Get Cereus

Just the other day, a neighbor told me that his night-blooming cereus—which of course was heavy with buds—was given to him by his grandmother, who got her start from Chestina Welty at a garden club gathering in Jackson.

Since moving to Jackson twenty years ago, I’ve heard variations of this story ad nauseum from every Tom, Dick, and Harriet I run into. Most will tell you that Eudora gave a cereus cutting to their mother/aunt/sister/nelly uncle, or to some hitchhiker she picked up on the Trace. To admit—as I often do, with characteristic tactlessness —that your “Queen of the Night” is of dubious lineage puts you in a dim, refrigerated social limbo next to a browning head of iceburg lettuce.
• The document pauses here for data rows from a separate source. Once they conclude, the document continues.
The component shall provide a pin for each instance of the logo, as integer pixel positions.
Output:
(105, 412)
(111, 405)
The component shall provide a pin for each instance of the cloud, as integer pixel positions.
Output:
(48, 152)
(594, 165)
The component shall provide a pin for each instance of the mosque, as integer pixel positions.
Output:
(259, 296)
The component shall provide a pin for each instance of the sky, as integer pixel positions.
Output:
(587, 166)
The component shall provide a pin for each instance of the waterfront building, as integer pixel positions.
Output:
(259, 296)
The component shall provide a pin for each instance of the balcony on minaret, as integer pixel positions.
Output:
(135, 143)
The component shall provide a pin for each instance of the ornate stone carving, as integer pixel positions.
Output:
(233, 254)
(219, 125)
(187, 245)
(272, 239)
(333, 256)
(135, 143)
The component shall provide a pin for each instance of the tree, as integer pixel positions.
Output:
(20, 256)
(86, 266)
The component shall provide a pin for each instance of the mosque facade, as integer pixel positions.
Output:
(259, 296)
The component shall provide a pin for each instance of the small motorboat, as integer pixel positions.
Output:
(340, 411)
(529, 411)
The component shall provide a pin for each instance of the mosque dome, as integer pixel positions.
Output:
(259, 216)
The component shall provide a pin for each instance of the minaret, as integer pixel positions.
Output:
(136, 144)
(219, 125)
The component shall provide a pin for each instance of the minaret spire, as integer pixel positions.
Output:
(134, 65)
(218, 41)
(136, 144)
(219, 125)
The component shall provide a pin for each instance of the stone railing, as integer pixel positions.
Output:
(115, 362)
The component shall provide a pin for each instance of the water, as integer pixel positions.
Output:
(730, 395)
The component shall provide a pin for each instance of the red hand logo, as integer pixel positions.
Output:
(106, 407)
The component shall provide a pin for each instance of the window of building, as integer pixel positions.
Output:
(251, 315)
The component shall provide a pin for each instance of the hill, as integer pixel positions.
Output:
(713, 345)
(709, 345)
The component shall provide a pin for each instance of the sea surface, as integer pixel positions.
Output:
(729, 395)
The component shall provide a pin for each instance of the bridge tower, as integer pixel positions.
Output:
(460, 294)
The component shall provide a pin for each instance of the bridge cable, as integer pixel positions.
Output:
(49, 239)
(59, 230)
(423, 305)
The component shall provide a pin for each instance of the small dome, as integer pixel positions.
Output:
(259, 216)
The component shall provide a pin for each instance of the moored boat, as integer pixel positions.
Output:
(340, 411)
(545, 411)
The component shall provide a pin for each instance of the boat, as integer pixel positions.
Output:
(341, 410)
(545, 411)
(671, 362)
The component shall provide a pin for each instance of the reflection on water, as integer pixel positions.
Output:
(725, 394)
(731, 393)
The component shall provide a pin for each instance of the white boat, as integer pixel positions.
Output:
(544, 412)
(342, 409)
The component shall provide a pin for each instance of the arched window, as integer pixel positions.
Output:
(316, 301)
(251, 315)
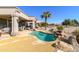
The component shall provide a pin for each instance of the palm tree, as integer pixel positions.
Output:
(46, 15)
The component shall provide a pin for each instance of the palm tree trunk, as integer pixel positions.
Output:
(45, 23)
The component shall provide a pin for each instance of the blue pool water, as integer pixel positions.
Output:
(44, 36)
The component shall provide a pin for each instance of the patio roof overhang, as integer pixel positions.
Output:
(7, 12)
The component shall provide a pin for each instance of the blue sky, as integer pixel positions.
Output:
(59, 13)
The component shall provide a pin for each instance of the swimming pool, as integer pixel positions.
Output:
(44, 36)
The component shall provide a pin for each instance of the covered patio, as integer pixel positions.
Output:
(12, 20)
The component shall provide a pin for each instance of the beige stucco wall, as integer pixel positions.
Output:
(15, 11)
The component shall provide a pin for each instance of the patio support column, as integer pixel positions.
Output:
(33, 25)
(14, 29)
(7, 23)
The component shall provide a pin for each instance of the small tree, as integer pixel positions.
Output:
(60, 28)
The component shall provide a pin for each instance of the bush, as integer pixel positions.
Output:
(76, 33)
(60, 27)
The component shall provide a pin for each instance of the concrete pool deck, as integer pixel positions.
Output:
(28, 43)
(24, 44)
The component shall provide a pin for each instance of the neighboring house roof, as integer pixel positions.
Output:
(15, 11)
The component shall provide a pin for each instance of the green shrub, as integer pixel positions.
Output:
(60, 27)
(54, 45)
The proliferation of Welty night-blooming cereuses mimic the properties of the True Cross, whose fragments once proliferated throughout Christendom to profit the papacy, but we can’t fault the Mississippi Department of Archives and History for peddling the Welty cereus rather much like Borgias did Holy Splinters: MDAH must get  those museum roofs plugged up somehow.

In the end, nobody can possibly certify that their beautiful Mississippi blossom is a blue-blood Welty or just some pass-along white trash epiphyllum somebody stole from off the porch of a double-wide in Scott County.